Intanto per stasera alle 18.30 gli esponenti della Lega Sulmona hanno confermato la loro presenza davanti al centro di accoglienza dove terranno un sit-in di protesta. «Abbiamo deciso di protestare davanti al centro di accoglienza per esprimere tutto il nostro dissenso per una politica di immigrazione che non ha più un senso e non lo ha mai avuto», afferma il portavoce della Lega Alberto Di Giandomenico. «Questa non è integrazione: far sbarcare migranti in un porto, in questo caso Lampedusa, non facendo nessun tipo di controllo è una cosa assurda. Non è possibile che si continui a procedere in questo modo mettendo a repentaglio la salute dei cittadini. L’ospedale di Sulmona non è struttura Covid, ma si continua a operare come se lo fosse.

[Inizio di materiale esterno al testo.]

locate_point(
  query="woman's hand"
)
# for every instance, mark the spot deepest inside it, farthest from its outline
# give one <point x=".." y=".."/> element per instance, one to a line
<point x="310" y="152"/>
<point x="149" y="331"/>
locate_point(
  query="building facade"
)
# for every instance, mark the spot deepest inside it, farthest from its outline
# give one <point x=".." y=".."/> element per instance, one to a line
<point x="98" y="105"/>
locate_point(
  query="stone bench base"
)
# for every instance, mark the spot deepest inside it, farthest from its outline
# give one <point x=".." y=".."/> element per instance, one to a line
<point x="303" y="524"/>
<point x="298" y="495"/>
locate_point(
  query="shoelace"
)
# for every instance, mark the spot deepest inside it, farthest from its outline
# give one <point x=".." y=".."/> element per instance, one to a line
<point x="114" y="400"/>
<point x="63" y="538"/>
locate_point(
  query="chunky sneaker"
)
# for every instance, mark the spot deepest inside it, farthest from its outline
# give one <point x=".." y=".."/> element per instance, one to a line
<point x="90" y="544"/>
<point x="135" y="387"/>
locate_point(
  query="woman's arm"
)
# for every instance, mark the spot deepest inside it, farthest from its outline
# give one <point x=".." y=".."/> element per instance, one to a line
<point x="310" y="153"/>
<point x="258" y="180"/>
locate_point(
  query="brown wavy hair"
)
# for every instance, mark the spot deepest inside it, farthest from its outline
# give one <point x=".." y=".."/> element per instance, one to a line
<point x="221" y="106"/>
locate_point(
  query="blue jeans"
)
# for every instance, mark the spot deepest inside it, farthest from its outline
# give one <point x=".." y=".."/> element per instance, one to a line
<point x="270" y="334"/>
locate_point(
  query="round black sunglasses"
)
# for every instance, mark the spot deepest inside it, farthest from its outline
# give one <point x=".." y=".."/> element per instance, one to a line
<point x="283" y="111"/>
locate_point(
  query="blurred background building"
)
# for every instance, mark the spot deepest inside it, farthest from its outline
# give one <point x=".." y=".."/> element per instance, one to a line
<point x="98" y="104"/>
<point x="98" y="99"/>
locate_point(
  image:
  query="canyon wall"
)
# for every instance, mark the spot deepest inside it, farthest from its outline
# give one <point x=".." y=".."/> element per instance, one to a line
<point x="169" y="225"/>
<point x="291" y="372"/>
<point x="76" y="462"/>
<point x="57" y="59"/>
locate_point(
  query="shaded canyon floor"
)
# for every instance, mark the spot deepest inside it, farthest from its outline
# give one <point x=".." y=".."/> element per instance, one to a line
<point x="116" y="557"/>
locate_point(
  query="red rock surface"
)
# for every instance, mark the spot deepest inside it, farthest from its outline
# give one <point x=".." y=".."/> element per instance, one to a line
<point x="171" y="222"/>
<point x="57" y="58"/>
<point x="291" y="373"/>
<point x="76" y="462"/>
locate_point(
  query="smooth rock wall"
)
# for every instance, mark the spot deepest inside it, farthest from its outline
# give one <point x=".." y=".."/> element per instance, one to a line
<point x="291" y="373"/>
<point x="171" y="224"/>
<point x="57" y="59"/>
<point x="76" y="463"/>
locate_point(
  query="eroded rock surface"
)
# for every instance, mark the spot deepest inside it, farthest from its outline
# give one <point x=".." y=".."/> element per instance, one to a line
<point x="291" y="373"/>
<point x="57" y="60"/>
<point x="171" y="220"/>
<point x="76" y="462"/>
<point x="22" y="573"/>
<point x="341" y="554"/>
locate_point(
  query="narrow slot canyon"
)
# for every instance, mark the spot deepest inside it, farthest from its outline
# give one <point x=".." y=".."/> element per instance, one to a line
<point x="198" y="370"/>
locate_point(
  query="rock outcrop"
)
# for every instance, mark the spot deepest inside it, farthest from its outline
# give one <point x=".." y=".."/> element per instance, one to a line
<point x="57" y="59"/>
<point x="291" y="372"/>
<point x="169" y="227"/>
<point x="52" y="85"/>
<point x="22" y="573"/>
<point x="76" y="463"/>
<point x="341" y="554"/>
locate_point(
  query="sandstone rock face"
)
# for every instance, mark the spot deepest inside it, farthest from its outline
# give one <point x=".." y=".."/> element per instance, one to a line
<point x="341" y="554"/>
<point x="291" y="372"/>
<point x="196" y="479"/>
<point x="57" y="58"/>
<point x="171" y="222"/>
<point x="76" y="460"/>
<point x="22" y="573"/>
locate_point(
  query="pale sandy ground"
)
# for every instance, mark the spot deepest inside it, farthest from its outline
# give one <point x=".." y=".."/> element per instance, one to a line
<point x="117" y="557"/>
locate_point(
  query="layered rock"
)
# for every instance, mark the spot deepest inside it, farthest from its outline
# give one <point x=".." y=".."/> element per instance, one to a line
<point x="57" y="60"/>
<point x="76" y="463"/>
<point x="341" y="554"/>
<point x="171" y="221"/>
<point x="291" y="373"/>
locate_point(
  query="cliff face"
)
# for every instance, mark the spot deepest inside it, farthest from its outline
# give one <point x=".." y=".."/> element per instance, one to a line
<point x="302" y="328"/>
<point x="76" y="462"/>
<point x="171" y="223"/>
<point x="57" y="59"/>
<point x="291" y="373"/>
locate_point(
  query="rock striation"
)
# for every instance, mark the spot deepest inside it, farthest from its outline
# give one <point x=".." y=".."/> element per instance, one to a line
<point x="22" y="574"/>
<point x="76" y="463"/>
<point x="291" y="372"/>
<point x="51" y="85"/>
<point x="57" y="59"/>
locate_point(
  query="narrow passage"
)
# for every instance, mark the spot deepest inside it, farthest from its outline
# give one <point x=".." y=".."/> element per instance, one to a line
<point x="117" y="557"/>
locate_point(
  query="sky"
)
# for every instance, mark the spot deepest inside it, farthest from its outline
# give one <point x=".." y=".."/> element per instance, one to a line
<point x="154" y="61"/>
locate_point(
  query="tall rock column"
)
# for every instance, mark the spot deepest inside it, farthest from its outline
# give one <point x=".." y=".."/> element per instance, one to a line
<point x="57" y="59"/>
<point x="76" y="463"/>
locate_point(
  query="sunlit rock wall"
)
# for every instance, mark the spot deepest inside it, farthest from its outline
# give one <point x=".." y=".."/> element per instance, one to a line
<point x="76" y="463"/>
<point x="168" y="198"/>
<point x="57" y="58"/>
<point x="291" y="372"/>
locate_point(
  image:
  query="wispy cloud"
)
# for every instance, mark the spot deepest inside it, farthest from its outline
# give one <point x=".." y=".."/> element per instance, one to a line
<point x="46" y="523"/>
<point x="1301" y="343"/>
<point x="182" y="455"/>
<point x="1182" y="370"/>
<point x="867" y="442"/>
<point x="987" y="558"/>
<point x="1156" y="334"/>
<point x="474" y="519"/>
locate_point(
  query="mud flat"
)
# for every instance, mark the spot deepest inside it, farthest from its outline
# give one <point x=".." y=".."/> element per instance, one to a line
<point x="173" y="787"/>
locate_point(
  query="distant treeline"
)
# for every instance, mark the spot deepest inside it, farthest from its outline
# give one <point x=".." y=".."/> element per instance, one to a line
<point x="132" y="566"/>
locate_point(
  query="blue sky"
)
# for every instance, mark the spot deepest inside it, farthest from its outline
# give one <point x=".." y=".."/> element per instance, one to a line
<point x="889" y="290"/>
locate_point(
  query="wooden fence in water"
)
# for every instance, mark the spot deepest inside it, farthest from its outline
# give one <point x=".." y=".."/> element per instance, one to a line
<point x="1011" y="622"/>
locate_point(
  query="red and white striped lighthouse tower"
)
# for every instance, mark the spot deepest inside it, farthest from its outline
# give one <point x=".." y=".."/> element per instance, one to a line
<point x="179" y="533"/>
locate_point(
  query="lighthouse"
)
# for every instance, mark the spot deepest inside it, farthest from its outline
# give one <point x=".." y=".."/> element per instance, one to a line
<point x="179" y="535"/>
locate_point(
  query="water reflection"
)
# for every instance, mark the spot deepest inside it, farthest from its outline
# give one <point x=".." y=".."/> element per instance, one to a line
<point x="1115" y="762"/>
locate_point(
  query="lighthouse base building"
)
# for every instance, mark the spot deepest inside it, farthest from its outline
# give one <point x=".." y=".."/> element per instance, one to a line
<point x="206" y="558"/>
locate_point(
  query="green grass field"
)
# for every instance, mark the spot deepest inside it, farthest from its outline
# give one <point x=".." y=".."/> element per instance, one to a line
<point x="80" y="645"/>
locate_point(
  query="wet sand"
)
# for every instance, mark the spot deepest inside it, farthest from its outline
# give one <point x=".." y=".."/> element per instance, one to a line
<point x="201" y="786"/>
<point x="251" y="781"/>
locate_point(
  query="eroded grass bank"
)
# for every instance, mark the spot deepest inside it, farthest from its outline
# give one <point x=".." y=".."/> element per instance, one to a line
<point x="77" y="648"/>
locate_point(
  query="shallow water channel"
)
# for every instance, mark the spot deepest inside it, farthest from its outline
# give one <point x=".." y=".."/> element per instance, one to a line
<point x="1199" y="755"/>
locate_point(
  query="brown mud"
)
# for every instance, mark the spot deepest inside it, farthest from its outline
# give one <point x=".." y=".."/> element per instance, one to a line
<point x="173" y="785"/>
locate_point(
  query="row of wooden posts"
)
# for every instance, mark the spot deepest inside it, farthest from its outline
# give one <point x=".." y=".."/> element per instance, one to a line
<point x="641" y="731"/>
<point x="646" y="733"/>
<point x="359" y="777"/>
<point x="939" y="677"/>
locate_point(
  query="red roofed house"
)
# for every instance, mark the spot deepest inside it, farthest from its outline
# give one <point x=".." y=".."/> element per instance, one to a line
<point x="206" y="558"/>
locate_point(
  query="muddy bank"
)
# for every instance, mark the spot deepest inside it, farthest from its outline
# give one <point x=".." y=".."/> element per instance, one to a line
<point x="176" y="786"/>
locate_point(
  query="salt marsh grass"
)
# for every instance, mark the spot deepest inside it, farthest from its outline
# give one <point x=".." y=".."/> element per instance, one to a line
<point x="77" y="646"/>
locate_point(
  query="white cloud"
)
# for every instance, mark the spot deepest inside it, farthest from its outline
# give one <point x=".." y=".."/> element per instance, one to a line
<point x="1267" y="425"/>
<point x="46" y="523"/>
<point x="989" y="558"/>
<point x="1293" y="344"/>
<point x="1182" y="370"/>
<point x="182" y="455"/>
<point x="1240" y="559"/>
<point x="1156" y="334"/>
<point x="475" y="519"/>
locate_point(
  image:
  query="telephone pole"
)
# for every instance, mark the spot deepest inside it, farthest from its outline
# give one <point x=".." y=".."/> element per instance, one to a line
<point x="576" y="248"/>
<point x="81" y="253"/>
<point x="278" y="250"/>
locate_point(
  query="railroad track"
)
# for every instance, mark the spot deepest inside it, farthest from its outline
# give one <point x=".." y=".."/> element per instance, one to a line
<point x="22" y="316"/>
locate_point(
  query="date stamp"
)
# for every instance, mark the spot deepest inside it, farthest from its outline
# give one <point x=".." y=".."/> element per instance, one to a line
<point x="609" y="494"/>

E lo stabile dove alloggiano i 12 tunisini non è idoneo per ospitare persone affette da Covid. Inoltre, ci devono spiegare chi si prenderà cura di questi giovani all’interno della struttura. Chiediamo quindi che gli otto affetti da Covid e i loro compagni vengano trasferiti in un’altra struttura idonea in cui possano essere curati», conclude Giandomenico. «Qui non possono stare».
E sempre per stasera è atteso l’esito dei tamponi a cui sono stati sottoposti gli operatori del centro.